Machine Learning for Software refactoring

This repository contains all our exploration on the use of machine learning methods to recommend software refactoring.

It currently contains the following projects:

data-collection: The java tool that collects refactoring and non-refactorings instances that are later used to train the ML algorithms. A docker script is available.
machine-learning: The python scripts that train the different ML algorithms.

Paper and appendix

The paper can be found here: https://arxiv.org/abs/2001.03338
The raw dataset can be found here: https://zenodo.org/record/3547639
The appendix with our full results can be found here: https://zenodo.org/record/3583980

The data collection tool

Compiling the tool

Use Maven: mvn clean compile. Or just import it via IntelliJ; it will know what to do.

If you want to export a jar file and run it somewhere else, just do mvn clean package. A .jar file will be created under the target/ folder. You can use this jar to run the tool manually.

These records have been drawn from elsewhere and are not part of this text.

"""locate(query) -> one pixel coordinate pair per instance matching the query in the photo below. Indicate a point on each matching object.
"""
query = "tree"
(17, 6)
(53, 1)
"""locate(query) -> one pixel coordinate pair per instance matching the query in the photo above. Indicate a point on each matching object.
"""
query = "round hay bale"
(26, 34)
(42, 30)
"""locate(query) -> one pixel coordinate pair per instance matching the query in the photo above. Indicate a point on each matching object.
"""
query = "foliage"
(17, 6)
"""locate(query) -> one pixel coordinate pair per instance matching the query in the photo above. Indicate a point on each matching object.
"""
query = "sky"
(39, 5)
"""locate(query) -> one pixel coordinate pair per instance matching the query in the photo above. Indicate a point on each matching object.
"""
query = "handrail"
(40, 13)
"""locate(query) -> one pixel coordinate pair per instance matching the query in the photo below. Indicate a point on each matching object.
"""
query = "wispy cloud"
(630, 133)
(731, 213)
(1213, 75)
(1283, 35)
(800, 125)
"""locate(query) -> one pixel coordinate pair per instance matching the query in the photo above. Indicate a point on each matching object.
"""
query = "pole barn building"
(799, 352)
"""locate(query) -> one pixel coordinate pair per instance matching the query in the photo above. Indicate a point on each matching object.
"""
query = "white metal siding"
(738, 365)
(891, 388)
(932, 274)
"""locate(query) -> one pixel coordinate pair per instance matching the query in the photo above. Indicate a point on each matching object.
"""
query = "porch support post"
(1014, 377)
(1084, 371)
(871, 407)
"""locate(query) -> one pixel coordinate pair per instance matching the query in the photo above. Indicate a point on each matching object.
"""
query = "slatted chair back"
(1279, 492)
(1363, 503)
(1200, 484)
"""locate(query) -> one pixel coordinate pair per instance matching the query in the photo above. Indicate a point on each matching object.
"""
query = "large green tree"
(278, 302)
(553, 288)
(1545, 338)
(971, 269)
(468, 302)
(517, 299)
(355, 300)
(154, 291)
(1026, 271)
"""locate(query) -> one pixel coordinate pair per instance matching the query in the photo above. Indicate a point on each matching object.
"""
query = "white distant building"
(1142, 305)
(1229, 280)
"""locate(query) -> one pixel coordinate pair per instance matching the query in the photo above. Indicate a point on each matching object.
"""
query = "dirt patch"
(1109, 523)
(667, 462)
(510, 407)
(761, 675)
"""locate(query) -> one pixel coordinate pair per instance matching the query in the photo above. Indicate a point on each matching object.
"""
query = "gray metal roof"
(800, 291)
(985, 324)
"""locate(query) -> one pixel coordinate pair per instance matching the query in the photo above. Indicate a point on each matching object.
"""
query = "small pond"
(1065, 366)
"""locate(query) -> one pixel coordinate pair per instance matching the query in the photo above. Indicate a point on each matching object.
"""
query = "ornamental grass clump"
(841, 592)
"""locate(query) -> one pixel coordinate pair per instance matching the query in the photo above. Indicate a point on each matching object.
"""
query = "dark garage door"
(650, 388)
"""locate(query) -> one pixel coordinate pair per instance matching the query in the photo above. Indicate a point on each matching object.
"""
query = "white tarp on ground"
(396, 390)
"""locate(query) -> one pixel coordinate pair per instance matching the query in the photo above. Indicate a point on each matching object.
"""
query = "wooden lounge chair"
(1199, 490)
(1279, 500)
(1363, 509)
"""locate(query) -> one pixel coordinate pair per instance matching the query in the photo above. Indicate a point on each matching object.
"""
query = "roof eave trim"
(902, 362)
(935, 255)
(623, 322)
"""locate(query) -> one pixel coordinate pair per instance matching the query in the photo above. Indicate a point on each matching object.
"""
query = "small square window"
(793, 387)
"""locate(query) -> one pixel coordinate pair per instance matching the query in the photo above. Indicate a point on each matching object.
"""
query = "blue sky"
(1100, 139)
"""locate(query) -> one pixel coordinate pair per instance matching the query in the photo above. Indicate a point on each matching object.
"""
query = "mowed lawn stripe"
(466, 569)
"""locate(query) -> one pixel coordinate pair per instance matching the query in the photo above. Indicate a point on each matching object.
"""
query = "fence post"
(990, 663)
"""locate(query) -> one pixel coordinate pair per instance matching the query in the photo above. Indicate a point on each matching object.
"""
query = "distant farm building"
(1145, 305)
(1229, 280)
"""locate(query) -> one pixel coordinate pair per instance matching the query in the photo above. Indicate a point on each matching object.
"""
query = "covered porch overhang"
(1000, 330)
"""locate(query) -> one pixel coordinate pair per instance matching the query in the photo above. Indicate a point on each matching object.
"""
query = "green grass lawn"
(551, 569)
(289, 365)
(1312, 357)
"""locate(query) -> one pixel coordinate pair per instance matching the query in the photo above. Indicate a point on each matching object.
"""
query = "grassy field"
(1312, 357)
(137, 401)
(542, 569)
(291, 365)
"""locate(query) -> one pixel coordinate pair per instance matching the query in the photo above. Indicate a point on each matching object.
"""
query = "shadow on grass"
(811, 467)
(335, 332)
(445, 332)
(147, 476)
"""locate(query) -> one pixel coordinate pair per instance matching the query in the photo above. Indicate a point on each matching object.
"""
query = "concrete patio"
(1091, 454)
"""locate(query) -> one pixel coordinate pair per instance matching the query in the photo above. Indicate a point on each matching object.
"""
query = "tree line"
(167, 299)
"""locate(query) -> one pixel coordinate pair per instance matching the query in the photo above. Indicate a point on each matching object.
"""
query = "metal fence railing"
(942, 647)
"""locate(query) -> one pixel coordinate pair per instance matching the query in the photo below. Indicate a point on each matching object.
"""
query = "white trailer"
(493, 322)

To run the tests please run a local mariaDB database instance, for details see src/main/test/java/integration/DataBaseInfor for details.

Running in a manual way

You can run the data collection by simply running the RunSingleProject.java class. This class contains a program that requires the following parameters, in this order:

The dataset name: A hard-coded string with the name of the dataset (e.g., "apache", "fdroid"). This information appears in the generated data later on, so that you can use it as a filter.
The git URL: The git url of the project to be analyzed. Your local machine must have all the permissions to clone it (i.e., git clone url should work). Cloning will happen in a temporary directory.
Storage path: The directory where the tool is going to store the source code before and after the refactoring. This step is important if you plan to do later analysis on the refactored files. The directory structure basically contains the hash of the refactoring, as well as the file before and after. The name of the file also contains the refactoring it suffered, to facilitate parsing. For more details on the name of the file, see our implementation.
Database URL: JDBC URL that points to your MySQL. The database must exist and be empty. The tool will create the required tables.
Database user: Database user.
Database password: Database password.
Store full source code?: True if you want to store the source code before and after in the storage path.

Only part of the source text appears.